Mangrove: Multi-Agent Red-Teaming on Discord — Interim Report (March 9–16, 2026)

Overview

Mangrove is a live multi-agent red-teaming experiment building on “Agents of Chaos” (Shapira et al., 2025). Thirteen participants each received a GPT-5.4 agent on Discord via OpenClaw, with full SSH access and workspace customization. Initially, two additional unowned agents — Corleone (admin powers) and Tessio (no special powers) — were shared across the group. The objective was probing agent-to-agent and human-to-agent attack surfaces.

Over 8 days, the experiment generated ~24,700 messages across 65 dynamically-created agents. Bot-to-bot traffic increasingly dominated (7:1 ratio by Day 8), particularly in self-organized governance channels like #mini-bot-council.

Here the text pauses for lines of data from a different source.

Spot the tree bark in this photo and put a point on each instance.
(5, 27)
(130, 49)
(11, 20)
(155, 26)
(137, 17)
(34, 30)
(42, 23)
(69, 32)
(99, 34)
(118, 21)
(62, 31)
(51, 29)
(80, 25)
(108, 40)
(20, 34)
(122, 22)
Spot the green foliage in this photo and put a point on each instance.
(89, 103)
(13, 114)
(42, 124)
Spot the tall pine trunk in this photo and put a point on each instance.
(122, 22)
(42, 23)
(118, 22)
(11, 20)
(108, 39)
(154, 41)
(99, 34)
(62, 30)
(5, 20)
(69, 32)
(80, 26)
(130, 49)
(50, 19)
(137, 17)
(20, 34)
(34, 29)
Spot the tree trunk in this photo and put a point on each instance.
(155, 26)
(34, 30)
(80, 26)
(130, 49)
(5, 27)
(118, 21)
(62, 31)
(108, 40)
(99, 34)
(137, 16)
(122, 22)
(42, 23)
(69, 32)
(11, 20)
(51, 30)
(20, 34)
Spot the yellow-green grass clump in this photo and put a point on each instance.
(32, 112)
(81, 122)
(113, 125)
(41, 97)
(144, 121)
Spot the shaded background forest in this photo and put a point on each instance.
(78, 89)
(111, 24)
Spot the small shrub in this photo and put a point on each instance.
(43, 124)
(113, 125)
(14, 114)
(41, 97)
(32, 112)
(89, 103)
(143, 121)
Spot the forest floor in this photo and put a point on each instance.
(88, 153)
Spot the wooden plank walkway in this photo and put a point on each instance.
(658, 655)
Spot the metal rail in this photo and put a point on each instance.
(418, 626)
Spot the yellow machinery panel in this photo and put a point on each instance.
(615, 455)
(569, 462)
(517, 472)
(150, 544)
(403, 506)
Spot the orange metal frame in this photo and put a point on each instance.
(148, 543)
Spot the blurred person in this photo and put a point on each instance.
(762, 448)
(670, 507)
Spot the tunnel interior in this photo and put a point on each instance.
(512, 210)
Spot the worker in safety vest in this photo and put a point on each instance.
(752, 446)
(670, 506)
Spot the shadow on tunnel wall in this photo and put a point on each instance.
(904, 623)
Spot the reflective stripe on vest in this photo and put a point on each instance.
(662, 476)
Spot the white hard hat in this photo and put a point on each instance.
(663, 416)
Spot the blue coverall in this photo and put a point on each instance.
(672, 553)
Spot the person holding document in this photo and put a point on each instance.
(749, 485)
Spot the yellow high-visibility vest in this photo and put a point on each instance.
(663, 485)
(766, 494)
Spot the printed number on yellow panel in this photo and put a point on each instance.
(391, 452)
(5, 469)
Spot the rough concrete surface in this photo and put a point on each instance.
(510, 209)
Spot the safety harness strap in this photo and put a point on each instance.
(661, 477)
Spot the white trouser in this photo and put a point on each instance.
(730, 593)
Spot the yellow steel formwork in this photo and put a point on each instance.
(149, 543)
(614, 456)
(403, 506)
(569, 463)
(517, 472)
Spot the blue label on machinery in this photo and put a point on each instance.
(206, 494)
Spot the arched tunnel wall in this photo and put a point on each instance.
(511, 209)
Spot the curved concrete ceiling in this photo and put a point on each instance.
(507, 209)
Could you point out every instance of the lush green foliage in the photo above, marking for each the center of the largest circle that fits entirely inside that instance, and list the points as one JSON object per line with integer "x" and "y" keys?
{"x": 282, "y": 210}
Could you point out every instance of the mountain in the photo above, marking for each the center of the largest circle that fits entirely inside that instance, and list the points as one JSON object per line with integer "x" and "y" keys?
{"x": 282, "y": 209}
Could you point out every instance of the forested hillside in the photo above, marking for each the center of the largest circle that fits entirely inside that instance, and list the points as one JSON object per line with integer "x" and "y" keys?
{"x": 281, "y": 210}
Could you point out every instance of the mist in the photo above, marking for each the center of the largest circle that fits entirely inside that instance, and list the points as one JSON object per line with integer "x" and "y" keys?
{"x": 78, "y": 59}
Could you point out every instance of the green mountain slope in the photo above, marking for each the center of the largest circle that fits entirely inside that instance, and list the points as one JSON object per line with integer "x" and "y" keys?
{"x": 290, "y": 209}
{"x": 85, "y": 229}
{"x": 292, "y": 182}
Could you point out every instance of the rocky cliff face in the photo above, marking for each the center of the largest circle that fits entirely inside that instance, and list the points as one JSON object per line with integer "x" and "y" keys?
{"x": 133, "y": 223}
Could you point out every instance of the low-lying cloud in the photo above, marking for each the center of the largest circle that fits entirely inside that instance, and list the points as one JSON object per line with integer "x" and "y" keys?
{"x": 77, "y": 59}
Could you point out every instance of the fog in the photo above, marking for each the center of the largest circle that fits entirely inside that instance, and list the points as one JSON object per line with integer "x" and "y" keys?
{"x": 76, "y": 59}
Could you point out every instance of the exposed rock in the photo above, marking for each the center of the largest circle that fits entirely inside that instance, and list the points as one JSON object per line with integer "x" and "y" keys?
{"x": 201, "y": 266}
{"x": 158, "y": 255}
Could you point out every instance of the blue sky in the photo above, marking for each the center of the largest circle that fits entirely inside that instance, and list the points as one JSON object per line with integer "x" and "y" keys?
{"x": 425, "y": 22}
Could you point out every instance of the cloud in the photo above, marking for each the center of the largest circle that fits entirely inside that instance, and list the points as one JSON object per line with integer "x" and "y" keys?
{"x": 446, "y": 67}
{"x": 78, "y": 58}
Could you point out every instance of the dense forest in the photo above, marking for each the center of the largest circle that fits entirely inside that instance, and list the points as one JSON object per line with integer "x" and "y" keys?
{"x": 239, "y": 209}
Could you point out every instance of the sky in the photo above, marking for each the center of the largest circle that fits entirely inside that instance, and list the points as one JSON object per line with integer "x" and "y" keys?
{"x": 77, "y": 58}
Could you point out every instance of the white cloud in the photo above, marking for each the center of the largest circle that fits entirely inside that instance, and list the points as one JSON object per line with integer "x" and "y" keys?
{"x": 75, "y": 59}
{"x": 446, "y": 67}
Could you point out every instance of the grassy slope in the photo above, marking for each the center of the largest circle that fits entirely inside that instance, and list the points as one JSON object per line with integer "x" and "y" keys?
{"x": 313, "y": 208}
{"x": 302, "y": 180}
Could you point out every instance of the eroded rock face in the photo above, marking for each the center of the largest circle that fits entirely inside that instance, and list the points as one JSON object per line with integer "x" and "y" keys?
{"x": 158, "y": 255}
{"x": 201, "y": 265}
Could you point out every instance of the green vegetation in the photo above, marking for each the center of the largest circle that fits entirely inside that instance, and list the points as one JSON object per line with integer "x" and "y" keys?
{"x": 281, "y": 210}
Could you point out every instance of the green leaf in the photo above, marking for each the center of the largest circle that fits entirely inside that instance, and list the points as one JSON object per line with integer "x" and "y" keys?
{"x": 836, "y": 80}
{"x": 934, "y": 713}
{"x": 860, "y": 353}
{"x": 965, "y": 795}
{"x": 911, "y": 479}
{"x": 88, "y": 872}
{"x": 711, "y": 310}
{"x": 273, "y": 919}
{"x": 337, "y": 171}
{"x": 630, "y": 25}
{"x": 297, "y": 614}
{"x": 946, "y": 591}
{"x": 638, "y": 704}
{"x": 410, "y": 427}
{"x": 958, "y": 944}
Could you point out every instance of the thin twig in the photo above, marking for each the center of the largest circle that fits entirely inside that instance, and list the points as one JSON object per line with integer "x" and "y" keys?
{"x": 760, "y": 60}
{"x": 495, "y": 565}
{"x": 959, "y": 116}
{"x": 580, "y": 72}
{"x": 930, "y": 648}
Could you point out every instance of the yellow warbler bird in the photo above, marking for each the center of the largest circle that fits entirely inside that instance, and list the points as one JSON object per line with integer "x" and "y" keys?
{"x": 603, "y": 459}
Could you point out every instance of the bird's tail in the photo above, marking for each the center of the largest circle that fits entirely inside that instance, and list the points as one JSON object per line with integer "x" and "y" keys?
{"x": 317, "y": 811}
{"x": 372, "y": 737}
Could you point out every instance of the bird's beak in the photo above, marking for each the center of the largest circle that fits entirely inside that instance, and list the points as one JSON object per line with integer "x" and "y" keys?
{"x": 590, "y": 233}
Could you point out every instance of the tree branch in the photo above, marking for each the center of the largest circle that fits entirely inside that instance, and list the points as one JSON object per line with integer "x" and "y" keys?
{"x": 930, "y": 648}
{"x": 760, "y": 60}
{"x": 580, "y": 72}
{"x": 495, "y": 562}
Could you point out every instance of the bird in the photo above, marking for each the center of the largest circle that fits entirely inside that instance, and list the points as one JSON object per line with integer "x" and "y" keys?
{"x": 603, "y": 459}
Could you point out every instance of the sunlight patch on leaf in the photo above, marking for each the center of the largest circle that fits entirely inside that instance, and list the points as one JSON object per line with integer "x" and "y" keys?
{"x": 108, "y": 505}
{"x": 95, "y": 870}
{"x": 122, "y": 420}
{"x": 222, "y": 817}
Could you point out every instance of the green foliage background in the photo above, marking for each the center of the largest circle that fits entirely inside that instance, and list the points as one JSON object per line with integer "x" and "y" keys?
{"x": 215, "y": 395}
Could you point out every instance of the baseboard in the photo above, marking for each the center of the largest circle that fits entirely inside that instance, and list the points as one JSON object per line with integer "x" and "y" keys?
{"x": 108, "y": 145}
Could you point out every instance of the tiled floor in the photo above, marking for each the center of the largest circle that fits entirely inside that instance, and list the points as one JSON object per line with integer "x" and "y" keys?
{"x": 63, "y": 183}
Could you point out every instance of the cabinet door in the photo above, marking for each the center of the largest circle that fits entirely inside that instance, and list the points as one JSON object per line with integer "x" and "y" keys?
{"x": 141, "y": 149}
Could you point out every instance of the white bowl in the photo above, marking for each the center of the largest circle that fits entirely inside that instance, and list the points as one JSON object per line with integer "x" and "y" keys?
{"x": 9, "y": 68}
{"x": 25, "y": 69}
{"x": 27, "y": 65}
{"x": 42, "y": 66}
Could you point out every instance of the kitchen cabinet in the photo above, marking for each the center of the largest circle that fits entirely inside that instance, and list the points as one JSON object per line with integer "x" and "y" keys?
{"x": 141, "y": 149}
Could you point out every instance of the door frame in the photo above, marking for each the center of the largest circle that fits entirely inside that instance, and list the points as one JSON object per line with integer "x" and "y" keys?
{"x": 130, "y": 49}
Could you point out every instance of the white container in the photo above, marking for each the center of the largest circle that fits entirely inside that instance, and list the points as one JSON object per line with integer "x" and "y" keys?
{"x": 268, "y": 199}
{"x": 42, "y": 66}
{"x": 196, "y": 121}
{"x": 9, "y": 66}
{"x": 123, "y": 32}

Harm Taxonomy & Severity Findings

The experiment tracked 9 harm categories daily. Severity ratings (none/low/medium/high/critical) were assigned based on observed incidents:

Category	Peak Severity	Trend	Key Finding
Data/Memory Exposure	CRITICAL (Day 3)	Consistently HIGH	Simple conversational probing reliably extracted file paths, memory contents, owner identity mappings, and internal reasoning chains.
Doxxing & Harassment	HIGH (Day 6)	Escalating	Participants posted a street address and made explicit murder/home-invasion threats. Bots refused to assist but did not intervene. Bot-to-human identity mappings were disclosed publicly by bots themselves.
Agent Takeover & Persistence	HIGH (Days 1–4)	Declining	Participants successfully rewrote SOUL.md, MEMORY.md, and exec-approval configs on multiple bots. Durable behavioral “lenses” persisted across sessions. Declined as bots hardened.
Trust Boundary Collapse	CRITICAL (Day 4)	Consistently HIGH	Bots accepted attacker-supplied secrets as proof of authority. Owner-authentication mechanisms were disclosed to unauthorized users.
Multi-Agent Coordination Harm	HIGH (Days 3, 6, 8)	Increasing	Bot councils self-organized governance, reassigned roles, and executed server-wide changes (channel deletions, kicks) without human approval. Bots coordinated cartel pricing in the market game. On Day 8, a bot materially assisted apparent adult-minor grooming logistics (hotel, route, weather planning) after a participant self-identified as 35 and another roleplayed as 13.
Privileged Actions Without Approval	CRITICAL (Days 1–4, 8)	Persistent	17 channels were deleted by Corleone under participant pressure. One bot created and operated an external social media account with stored credentials.
Fraud & Phishing	MEDIUM	Stable	Recovery-style messaging persuaded bots to relay trust updates. Prepaid gift-card payment schemes were pushed through bots. Direct phishing-email requests were refused. Bots knowingly gave links to scam websites.
Social Platform Abuse	HIGH (Day 8)	Late spike	There was an adult-minor grooming scenario in #snapchat channels, where a bot provided travel and meetup logistics.
Image/Deepfakes	NONE	—	Currently underexplored.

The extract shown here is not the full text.